Ce mois-ci ça se passe chez Sabrina sur le blog: « Entre les lignes »

Chaque fois que j’arrivais en gare de Rennes, elle est là. Toujours le sourire aux lèvres. Vêtue de sa blouse verte qui protège ses vêtements des éclaboussures des déjections. Elle a les cheveux relevés et noués dans un chignon haut sur la tête. Elle arbore fièrement ses gants Mappa. Rose, les gants. Elle trouve que cela adoucit sa besogne, trop souvent nauséabonde.  Le maquillage, bah elle fait comme elle peut avec le rayon « Bourgeois », car on ne lui a jamais appris comment utiliser un CC crème, un contour des yeux. Elle en aurait eu bien besoin Josiane des conseils de la grande prêtresse Magnifaik. Sept années que je la vois toujours à son poste, car pour les femmes de sa génération : on ne faillit devant le travail. Son seul artifice : un petit caducée de la Vierge Marie, qui pend au bout d’une chaîne en or.

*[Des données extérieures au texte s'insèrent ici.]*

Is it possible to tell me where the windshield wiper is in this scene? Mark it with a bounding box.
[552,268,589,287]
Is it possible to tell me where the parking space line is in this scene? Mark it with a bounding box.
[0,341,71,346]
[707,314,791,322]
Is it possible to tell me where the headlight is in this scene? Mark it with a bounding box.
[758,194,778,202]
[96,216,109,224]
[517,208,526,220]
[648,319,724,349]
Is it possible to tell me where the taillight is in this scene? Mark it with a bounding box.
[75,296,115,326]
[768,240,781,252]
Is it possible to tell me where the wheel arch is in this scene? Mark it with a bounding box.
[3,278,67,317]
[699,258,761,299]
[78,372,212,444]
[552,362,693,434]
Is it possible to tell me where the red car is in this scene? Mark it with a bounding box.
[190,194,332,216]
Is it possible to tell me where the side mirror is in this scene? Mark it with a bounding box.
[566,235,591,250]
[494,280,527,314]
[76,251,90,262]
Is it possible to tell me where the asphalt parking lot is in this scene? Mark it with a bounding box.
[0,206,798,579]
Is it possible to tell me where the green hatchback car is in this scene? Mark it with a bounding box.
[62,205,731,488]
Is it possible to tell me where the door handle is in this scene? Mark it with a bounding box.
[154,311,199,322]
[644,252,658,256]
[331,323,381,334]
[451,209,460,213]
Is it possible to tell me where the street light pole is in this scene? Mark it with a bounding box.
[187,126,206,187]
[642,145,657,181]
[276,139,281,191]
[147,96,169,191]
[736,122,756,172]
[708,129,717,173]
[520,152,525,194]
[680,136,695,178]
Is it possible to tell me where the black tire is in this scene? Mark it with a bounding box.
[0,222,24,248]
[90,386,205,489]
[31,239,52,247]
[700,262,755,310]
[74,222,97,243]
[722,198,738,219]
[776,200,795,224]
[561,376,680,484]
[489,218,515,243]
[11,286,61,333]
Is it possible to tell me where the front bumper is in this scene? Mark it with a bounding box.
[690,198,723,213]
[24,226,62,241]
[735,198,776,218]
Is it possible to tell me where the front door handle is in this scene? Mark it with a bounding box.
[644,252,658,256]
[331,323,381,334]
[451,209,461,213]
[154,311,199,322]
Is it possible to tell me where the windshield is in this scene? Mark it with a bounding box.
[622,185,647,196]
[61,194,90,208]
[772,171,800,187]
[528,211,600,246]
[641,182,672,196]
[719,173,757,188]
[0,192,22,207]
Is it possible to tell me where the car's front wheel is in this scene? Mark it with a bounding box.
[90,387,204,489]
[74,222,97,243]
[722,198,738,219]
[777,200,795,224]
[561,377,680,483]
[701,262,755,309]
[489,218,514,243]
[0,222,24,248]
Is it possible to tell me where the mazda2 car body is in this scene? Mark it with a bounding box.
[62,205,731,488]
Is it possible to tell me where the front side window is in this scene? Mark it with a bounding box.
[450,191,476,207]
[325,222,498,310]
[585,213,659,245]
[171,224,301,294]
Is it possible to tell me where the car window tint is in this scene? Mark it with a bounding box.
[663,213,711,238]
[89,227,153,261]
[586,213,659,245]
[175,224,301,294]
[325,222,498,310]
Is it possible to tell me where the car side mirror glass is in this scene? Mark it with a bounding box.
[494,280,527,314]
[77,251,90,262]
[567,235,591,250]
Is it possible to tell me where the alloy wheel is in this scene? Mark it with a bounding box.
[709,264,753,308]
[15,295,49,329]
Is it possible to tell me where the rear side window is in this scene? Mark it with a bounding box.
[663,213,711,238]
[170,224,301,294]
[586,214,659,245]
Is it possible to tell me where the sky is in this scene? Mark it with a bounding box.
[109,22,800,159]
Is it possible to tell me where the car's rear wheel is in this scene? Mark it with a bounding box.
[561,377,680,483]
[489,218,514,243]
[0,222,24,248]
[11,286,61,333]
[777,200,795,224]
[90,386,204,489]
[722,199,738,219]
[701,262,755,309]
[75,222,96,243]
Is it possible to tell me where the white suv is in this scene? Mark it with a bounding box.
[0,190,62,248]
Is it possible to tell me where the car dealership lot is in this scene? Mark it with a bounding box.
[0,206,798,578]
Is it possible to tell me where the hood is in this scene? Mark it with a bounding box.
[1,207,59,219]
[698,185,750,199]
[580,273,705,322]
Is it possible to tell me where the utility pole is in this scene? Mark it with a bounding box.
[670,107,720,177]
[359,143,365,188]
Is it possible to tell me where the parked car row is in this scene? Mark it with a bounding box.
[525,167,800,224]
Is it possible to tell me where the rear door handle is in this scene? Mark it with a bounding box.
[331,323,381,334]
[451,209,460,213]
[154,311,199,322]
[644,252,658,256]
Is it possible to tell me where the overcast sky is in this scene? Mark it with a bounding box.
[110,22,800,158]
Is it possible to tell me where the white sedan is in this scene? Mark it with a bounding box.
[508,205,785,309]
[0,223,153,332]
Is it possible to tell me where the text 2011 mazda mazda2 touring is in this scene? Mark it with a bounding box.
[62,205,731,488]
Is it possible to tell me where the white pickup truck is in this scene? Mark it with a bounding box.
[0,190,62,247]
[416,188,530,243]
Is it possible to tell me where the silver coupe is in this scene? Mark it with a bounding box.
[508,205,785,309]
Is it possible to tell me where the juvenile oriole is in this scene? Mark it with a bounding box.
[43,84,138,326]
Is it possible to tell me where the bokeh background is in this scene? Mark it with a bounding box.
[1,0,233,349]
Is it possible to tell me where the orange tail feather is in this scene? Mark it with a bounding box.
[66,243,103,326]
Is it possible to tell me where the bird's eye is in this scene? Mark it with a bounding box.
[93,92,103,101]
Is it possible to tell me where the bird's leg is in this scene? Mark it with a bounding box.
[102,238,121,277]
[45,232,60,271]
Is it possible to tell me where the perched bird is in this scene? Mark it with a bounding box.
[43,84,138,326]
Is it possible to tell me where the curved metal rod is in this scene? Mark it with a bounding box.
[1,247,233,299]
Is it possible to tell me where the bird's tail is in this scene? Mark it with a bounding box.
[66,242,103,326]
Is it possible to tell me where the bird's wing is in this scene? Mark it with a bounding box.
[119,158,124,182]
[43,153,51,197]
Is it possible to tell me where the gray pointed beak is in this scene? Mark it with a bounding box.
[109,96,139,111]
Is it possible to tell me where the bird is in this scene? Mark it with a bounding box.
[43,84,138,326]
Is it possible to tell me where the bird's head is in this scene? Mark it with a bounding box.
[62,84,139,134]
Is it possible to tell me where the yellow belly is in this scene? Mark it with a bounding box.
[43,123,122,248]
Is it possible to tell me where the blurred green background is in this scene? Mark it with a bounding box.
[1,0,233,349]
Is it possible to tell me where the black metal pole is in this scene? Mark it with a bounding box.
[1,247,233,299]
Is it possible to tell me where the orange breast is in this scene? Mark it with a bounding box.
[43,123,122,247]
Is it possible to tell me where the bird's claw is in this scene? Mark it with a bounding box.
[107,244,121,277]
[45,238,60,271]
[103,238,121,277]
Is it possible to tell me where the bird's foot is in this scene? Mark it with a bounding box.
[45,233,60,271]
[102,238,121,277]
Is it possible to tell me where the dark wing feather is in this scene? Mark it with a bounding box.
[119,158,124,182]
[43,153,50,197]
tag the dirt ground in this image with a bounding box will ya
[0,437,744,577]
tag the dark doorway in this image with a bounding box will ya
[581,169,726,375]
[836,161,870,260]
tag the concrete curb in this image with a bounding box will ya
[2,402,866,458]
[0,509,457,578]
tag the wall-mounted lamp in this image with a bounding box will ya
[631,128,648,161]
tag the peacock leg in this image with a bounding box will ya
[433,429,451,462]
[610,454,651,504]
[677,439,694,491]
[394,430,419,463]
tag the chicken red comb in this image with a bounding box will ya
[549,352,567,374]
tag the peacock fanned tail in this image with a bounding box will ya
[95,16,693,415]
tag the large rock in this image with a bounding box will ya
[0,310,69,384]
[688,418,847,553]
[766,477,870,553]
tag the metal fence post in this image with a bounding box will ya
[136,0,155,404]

Josiane, la prie souvent cette Vierge Marie.  C’est une bretonne du Finistère nord, très empreint de la religion catholique. Au début, elle arpentait la lande fanée par le soleil, avec ses gros sabots de bois, son tablier sur sa robe de coton, et sa bigoudène chancelante face au noroît.  Ses yeux rivés sur la ligne d’horizon, elle guettait la voile ou la proue d’un bateau dans la brume de mer. Elle a cessé d’arpenter les falaises dans l’insoutenable attente, à purger l’impatience de revoir son époux parti sur un de ces bateaux de pêche, pour six ou huit mois selon la générosité de la mer. Ses copines, s’échignent dans les champs mais Josiane pour aider à payer les factures, a été séduite par ce job de dame pipi en gare. Son ventre lui ayant refusé d’accueillir les enfants souhaités, elle s’était résignée. Ainsi elle rencontre des gens, et parle à des humains, plutôt que de vivre des journées par procuration avec sa télévision, ou des goélands sur un balcon. Au fil du temps, elle m’a aussi repérée, et nous avons commencé à nous raconter des anecdotes de vie. Et je peux vous dire, que cette dame pipi, a un humour décapant. Pour supporter l’ingratitude de la tâche, elle a trouvé la parade. Je me régale à l’écouter entre deux trains. Me revient cette histoire d’un homme dont le ventre plein était à déboutonner car comme vous le savez : rire fait la tête vide.  C’est bien d’une histoire de vidange dont il s’agit. Voici ce que me conta Josiane :

─ Lorsque j’ai vu arriver à travers la porte-fenêtre vitrée, cet habitué du mardi, train de 10h30, que j’appelle : « Chaussettes arc-en-ciel », car il a toujours des chaussettes de couleurs mais à motifs différents à gauche que ceux de droite. J’ai préféré le surnommer ainsi, car il empestait toujours le whisky. C’était plus glamour « Chaussettes arc-en-ciel ». J’ai tout de suite perçu à la grimace de son visage, et à sa façon de se tenir le ventre et de se dandiner comme un canard, qu’il était dans la quête d’une terre promise.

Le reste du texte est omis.